According to established case law, the Division should refer to Dutch civil compensation law when assessing a request for compensation for immaterial damages. Immaterial damages are grounded in Section 6:106 (1) (b) of the Dutch Civil Code and include bodily injury, damage to honor or reputation or impairment in person "in any other way. In the present case, the claimant relies on the latter component. A successful reliance on impairment in person 'in another way' must be substantiated with concrete data, unless the nature and seriousness of the infringement make damage plausible. ABRvS April 1, 2020, ECLI:NL:RVS:2020:898.

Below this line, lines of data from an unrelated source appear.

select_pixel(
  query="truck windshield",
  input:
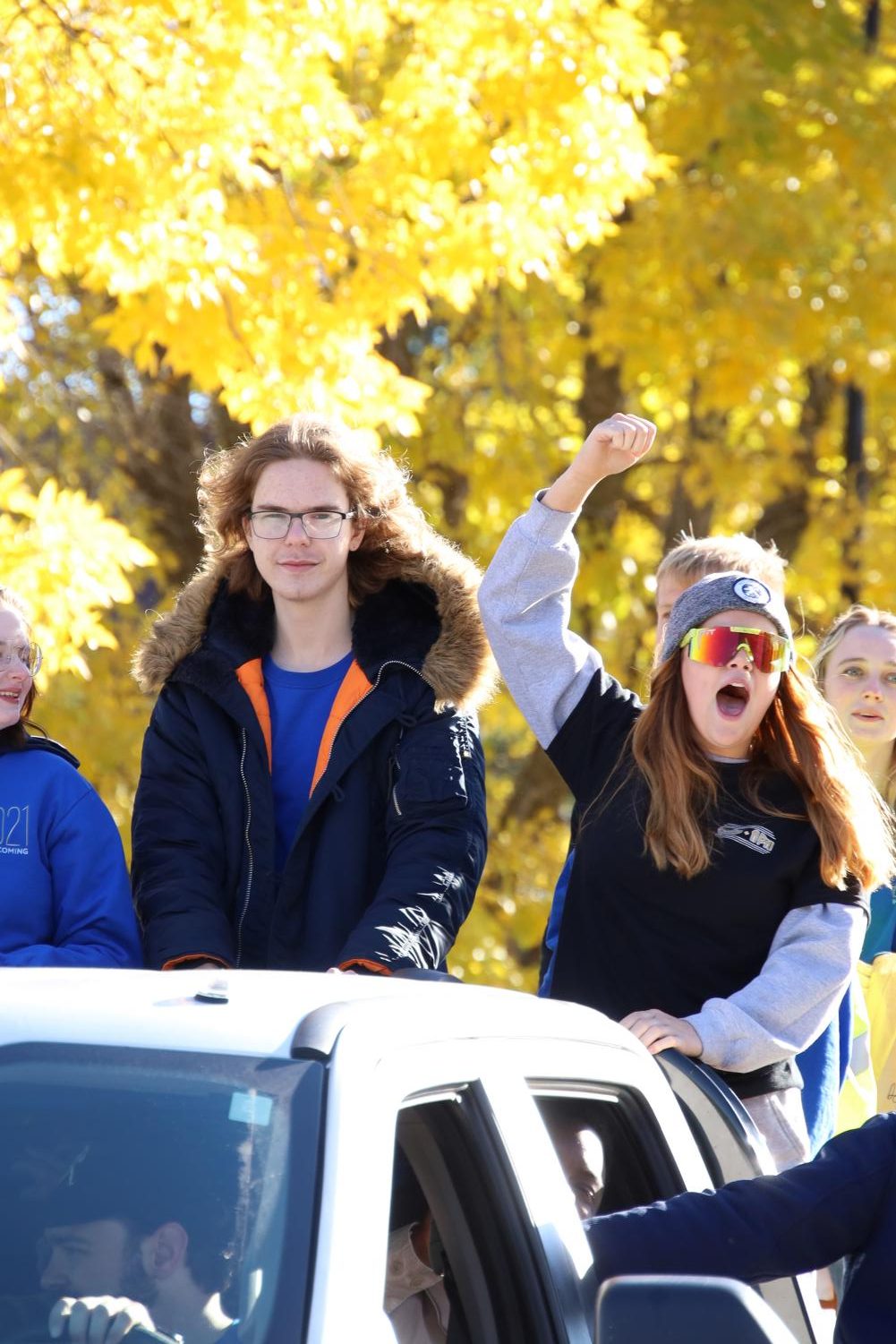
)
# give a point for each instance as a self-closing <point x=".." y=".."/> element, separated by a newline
<point x="180" y="1183"/>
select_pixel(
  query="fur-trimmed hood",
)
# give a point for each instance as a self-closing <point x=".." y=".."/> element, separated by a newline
<point x="429" y="619"/>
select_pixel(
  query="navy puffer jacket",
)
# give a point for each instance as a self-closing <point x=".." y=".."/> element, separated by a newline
<point x="389" y="850"/>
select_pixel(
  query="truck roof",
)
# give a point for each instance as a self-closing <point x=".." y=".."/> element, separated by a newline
<point x="270" y="1014"/>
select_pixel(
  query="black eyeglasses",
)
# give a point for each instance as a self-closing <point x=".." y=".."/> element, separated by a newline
<point x="321" y="525"/>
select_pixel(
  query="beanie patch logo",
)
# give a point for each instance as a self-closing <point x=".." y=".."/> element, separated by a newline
<point x="753" y="592"/>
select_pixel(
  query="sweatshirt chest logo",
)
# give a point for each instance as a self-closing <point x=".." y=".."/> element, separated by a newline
<point x="759" y="839"/>
<point x="13" y="829"/>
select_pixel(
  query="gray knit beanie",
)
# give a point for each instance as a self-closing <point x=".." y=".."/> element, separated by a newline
<point x="727" y="592"/>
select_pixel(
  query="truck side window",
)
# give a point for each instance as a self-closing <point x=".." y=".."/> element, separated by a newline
<point x="637" y="1163"/>
<point x="450" y="1163"/>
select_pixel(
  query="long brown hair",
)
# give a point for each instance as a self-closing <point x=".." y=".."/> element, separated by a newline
<point x="853" y="619"/>
<point x="395" y="530"/>
<point x="799" y="737"/>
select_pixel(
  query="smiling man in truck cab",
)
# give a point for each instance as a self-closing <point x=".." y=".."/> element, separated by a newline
<point x="126" y="1244"/>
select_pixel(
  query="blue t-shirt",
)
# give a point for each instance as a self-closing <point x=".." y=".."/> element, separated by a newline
<point x="300" y="705"/>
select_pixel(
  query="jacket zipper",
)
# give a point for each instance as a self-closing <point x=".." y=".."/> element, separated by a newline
<point x="249" y="848"/>
<point x="395" y="663"/>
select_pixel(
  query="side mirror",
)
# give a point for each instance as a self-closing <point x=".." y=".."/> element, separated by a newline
<point x="684" y="1308"/>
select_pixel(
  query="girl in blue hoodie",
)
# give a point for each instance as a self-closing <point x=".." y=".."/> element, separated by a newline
<point x="64" y="894"/>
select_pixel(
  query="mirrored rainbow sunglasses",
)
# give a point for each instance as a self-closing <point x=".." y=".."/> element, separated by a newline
<point x="718" y="646"/>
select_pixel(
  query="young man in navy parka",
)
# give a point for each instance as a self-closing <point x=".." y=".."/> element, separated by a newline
<point x="311" y="785"/>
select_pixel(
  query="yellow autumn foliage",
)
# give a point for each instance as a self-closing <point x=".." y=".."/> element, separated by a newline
<point x="472" y="228"/>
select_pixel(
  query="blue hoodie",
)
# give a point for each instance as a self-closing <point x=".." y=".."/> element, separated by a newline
<point x="64" y="894"/>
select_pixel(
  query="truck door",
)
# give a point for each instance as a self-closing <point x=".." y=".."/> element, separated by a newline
<point x="732" y="1150"/>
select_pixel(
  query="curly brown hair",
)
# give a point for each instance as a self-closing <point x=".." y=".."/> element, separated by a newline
<point x="395" y="530"/>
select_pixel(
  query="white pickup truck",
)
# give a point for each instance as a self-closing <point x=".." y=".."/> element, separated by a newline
<point x="333" y="1108"/>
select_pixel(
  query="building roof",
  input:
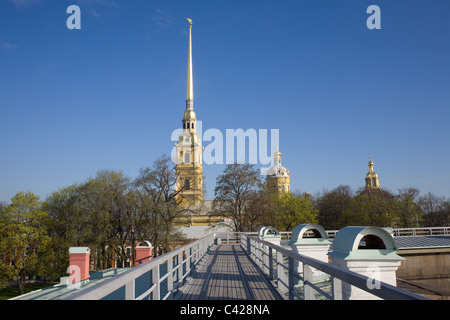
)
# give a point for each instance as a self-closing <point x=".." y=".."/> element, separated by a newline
<point x="62" y="291"/>
<point x="198" y="232"/>
<point x="422" y="242"/>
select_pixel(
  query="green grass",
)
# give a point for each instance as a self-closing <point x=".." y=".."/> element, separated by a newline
<point x="13" y="291"/>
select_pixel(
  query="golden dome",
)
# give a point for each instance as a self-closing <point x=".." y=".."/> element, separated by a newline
<point x="189" y="115"/>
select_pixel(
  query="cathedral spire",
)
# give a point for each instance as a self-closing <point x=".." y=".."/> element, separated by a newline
<point x="372" y="180"/>
<point x="190" y="82"/>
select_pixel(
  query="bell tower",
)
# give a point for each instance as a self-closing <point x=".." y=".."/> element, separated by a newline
<point x="278" y="178"/>
<point x="189" y="167"/>
<point x="372" y="180"/>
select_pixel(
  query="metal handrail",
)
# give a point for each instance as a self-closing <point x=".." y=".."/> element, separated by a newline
<point x="175" y="275"/>
<point x="262" y="253"/>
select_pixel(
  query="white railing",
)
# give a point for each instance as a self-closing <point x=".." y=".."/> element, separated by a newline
<point x="280" y="265"/>
<point x="415" y="232"/>
<point x="157" y="279"/>
<point x="160" y="278"/>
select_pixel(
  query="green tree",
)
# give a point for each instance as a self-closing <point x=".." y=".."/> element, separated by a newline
<point x="234" y="191"/>
<point x="291" y="210"/>
<point x="332" y="205"/>
<point x="368" y="209"/>
<point x="406" y="210"/>
<point x="24" y="241"/>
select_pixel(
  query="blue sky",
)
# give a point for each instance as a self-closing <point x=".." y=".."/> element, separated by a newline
<point x="108" y="96"/>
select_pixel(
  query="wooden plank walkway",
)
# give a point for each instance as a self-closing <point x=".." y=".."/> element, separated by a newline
<point x="227" y="273"/>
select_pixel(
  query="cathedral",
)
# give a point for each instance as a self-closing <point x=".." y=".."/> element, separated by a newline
<point x="189" y="168"/>
<point x="189" y="148"/>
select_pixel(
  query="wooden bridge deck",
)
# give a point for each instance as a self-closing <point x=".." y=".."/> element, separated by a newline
<point x="228" y="273"/>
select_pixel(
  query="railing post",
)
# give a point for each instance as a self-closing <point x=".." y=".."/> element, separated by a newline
<point x="291" y="278"/>
<point x="129" y="290"/>
<point x="170" y="274"/>
<point x="281" y="283"/>
<point x="307" y="279"/>
<point x="180" y="269"/>
<point x="336" y="284"/>
<point x="271" y="271"/>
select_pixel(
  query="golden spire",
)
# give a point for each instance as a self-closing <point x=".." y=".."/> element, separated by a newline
<point x="190" y="82"/>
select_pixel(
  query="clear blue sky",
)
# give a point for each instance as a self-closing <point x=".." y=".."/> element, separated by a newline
<point x="108" y="96"/>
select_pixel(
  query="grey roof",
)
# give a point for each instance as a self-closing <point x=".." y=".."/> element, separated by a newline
<point x="198" y="232"/>
<point x="421" y="242"/>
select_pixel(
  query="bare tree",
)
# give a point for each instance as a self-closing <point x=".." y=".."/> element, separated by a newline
<point x="234" y="192"/>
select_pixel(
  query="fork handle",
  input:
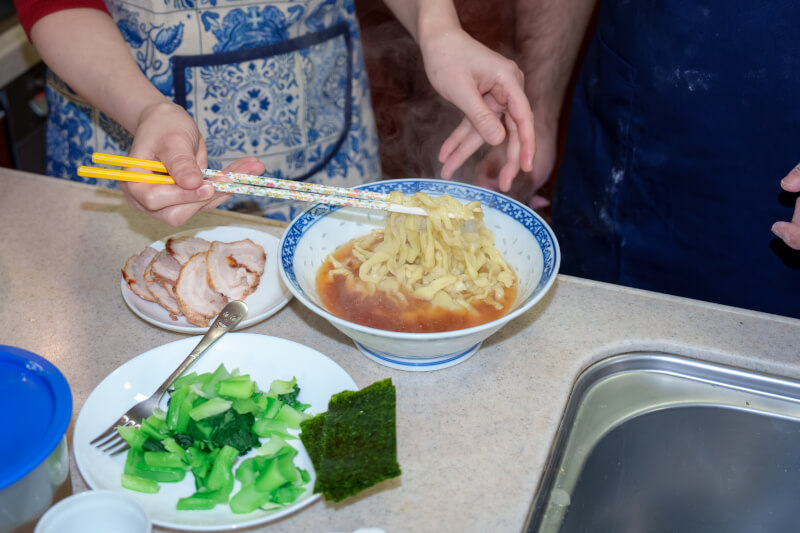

In this case, the claimant indicated that she suffered (severe) psychological damage from the data breach, in the form of anxiety and stress symptoms. She substantiated this position with two emails from social workers. These emails from the social workers contained merely a representation of claimant's assertion that she has anxiety and stress symptoms, with no additional interpretation. In addition, the claimant indicated that she had been referred to the mental health department by her primary care physician, which would indicate serious psychological injury. The Division considers the foregoing evidence insufficient to prove the claimant's intangible injury. Thus, the appeal is dismissed as unfounded.
It is still important to note that the claimant is not invoking civil law or Section 6:106 (1) (b) of the Civil Code. Since the dispute is public law in nature, she relies on Article 8:88 Awb in conjunction with Article 82 AVG. However, the Division always assesses immaterial damages on the basis of Section 6:106 (1) under b of the Civil Code. A nice interplay between public and private law.
Now that the legal basis is clear, let's walk through how the court tested the elements for immaterial damages in this case.
In general, a data breach does not necessarily mean that there has been a breach of the AVG. In the present case, however, the college did not dispute that there had been a breach of the AVG. Therefore, both the court and the Division assumed this.
Because a violation of the AVG does not automatically lead to damages, it is important to prove causality between these two elements. In doing so, the nature and seriousness of the breach of standards in specific cases may mean that damage is so obvious that causality may be assumed. In the present case, the Division indicates that the nature of the breach of standards does not mean that the adverse consequences for the plaintiff are obvious. Thus, the plaintiff would have had to prove causation between the alleged harm and the data breach.
With its ruling, the Division confirms the line we see in case law, namely that not every data breach automatically means a right to immaterial damages. In our opinion, a correct line to take.